La scarsità di finanziamenti come primo ostacolo allo sviluppo del settore. La mancanza di fonti finanziarie, tanto esterne quanto interne, è ritenuta in assoluto il principale ostacolo allo sviluppo, coerentemente con la ridotta patrimonializzazione e con il ridotto intervento di soggetti finanziari esterni. Altri fattori che limitano lo sviluppo sono identificati nel rischio troppo elevato dell’attività d’impresa, nel costi dell’innovazione, nel deficit di combinazione tra competenze tecnologiche e manageriali, probabilmente frutto di uno sbilanciamento verso la funzione produttiva, nella mancanza di personale qualificato e in una conoscenza ritenuta non adeguata sullo stato dei mercati e delle tecnologie.
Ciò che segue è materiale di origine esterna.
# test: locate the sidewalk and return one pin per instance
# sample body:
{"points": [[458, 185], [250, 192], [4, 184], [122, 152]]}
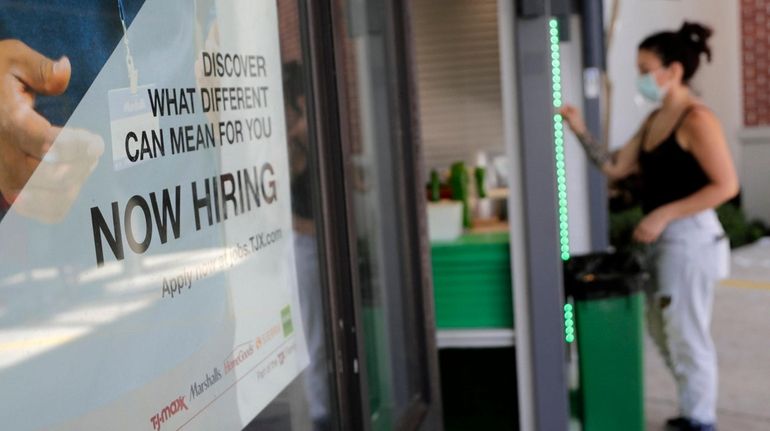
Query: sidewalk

Raccomandazioni. Per far diventare il gaming italiano più competitivo nel mercato globale e renderlo maggiormente attrattivo, è auspicabile che siano adottati una serie di interventi a medio e a lungo termine, sulla scia di quanto già sperimentato da diversi paesi europei dove il settore riceve un considerevole sostegno pubblico. Come ad esempio investimenti pubblici e privati, per sopperire alla scarsità di fonti finanziarie, tanto esterne quanto interne, degli studi di sviluppo italiani. Formazione delle imprese, già costituite e ancora da costituire, in ambito business e marketing. Rafforzamento delle iniziative per favorire l’accesso degli operatori del settore al mercato internazionale. Sviluppo della committenza pubblica e privata di videogiochi non strettamente legati a finalità di mero intrattenimento (come la formazione, l’educazione, il marketing, la promozione e altro). Inclusione dei videogiochi nelle politiche culturali e diffusione di una più ampia conoscenza del mezzo a tutti i livelli.
Noi di VMAG oggi eravamo presenti e il Games Industry Day è stata un’ottima occasione per celebrare la crescita dell’industry nostrana e cercare di capire quali sono i margini dove il settore può crescere ulteriormente.